Logo Header Antaranews Jateng

Pemimpin Sederhana itu Berkuasa atas Hati

Minggu, 20 Maret 2016 16:06 WIB
Image Print
Umat Katolik kirab perayaan Minggu Palma di kawasan barat puncak Gunung Merapi di Desa Mangunsoko, Kecamatan Dukun, Kabupaten Magelang, Minggu (20/3). ANTARA FOTO/Andreas Fitri Atmoko/aww/16.
Yesus disambut secara meriah oleh umat saat memasuki Kota Yerusalem dengan menunggang keledai. Mereka bagaikan menyambut kedatangan raja menuju pusat pemerintahan dunia. Kitab Suci menceritakan massa berdiri di pinggir jalan yang dilalui Yesus dengan masing-masing membawa daun palma dan mengelu-elukan putra dari Nasaret itu.

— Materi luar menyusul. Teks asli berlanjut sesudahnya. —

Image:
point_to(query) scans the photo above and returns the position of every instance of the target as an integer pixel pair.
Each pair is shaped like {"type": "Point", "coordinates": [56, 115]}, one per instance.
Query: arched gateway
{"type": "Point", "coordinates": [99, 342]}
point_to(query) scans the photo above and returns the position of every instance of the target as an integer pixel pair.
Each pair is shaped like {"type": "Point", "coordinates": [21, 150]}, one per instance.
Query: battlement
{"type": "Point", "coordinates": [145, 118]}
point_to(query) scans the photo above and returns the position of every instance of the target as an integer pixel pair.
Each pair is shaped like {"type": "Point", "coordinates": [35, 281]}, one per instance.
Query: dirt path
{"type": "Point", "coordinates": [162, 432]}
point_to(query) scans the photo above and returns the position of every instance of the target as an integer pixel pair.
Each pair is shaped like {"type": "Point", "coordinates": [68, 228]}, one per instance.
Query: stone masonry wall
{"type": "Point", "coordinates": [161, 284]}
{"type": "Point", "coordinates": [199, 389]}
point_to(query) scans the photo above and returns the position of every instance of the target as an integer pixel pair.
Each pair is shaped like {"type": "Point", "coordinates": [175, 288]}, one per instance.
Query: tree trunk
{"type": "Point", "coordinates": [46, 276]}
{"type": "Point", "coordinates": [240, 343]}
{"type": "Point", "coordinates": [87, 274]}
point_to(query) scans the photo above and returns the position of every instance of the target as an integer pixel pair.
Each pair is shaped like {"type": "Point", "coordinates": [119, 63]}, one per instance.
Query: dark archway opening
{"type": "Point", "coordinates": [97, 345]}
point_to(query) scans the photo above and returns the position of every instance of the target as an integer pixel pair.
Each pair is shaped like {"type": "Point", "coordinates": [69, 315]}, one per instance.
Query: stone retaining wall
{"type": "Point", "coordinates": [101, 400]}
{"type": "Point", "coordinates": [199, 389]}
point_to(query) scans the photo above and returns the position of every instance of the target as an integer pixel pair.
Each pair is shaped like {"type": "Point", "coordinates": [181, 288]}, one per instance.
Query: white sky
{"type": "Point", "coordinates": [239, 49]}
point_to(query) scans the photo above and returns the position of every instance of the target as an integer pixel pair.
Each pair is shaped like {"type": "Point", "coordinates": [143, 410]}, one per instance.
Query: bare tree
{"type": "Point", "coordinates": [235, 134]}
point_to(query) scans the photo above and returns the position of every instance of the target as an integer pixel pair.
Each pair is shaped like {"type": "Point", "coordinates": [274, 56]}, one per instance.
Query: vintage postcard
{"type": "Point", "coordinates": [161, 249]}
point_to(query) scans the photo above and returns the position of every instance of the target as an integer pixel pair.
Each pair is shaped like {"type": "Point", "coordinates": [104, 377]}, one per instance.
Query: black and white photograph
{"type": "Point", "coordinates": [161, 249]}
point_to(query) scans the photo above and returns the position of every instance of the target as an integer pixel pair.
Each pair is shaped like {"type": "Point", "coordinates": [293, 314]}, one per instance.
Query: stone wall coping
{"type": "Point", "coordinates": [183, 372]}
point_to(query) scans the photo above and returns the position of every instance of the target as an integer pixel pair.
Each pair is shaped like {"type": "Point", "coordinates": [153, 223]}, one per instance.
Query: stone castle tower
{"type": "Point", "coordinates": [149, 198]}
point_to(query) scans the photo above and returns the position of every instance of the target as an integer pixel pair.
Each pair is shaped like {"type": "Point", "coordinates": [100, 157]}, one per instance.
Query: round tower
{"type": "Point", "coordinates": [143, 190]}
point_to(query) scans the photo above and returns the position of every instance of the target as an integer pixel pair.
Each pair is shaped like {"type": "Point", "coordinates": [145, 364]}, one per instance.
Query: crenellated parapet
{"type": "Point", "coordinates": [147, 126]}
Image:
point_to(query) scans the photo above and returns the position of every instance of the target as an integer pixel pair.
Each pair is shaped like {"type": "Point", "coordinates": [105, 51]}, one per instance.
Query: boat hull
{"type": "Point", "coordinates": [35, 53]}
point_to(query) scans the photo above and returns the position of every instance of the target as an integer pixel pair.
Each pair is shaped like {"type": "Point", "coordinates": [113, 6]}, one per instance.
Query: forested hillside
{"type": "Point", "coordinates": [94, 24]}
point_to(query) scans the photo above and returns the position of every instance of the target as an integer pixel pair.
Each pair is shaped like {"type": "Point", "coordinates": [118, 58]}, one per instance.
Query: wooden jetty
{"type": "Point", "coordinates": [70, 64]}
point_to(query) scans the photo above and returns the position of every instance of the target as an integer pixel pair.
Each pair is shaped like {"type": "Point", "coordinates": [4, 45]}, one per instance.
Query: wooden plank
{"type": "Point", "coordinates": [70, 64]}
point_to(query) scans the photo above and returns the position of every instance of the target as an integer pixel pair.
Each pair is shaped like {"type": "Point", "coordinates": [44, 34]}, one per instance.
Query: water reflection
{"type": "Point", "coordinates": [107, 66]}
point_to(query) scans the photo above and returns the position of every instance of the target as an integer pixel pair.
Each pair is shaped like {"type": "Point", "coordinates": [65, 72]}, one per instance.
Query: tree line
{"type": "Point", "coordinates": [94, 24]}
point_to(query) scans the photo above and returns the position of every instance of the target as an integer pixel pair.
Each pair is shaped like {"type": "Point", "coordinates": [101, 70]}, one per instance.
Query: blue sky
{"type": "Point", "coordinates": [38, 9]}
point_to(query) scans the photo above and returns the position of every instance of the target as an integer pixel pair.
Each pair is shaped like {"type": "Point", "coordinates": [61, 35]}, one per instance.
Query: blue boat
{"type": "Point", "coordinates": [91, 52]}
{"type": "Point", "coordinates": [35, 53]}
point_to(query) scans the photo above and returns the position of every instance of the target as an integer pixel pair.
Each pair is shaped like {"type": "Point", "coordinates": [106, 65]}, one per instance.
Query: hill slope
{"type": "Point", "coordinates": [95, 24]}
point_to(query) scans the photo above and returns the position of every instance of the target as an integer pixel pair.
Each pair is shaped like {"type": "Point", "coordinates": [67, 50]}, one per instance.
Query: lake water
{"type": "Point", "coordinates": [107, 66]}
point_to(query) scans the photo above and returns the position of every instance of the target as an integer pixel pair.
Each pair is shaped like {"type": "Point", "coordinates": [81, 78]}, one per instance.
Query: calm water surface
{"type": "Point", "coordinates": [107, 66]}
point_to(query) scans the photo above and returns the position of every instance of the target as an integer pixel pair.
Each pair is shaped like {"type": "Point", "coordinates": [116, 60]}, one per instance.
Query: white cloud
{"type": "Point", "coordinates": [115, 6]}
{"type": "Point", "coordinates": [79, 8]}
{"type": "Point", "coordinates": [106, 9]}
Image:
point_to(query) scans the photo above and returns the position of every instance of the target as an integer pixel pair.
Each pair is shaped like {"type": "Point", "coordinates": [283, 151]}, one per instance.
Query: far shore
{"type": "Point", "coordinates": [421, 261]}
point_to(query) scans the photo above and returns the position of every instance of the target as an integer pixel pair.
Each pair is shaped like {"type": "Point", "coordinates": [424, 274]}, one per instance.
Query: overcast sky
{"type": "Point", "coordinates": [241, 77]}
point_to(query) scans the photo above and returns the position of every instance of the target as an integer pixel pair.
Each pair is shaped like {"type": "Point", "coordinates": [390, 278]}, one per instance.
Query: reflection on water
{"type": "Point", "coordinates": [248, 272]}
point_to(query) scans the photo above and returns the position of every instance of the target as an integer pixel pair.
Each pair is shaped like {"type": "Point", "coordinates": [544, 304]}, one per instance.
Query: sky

Itulah yang kemudian dirayakan umat Katolik di seluruh dunia hingga saat ini, sebagai Minggu Palma, hari pertama dalam pekan suci Paskah.

Di kalangan pemilik rezim kala itu, penyambutan meriah publik terhadap seseorang tentu menjadi kekhawatiran mereka akan terjadinya instabilitas kekuasaan. Betapa sosok Yesus yang telah mendapatkan simpati masyarakat luas, bisa jadi akan mengguncang kursi para pemegang tampuk kekuasaan.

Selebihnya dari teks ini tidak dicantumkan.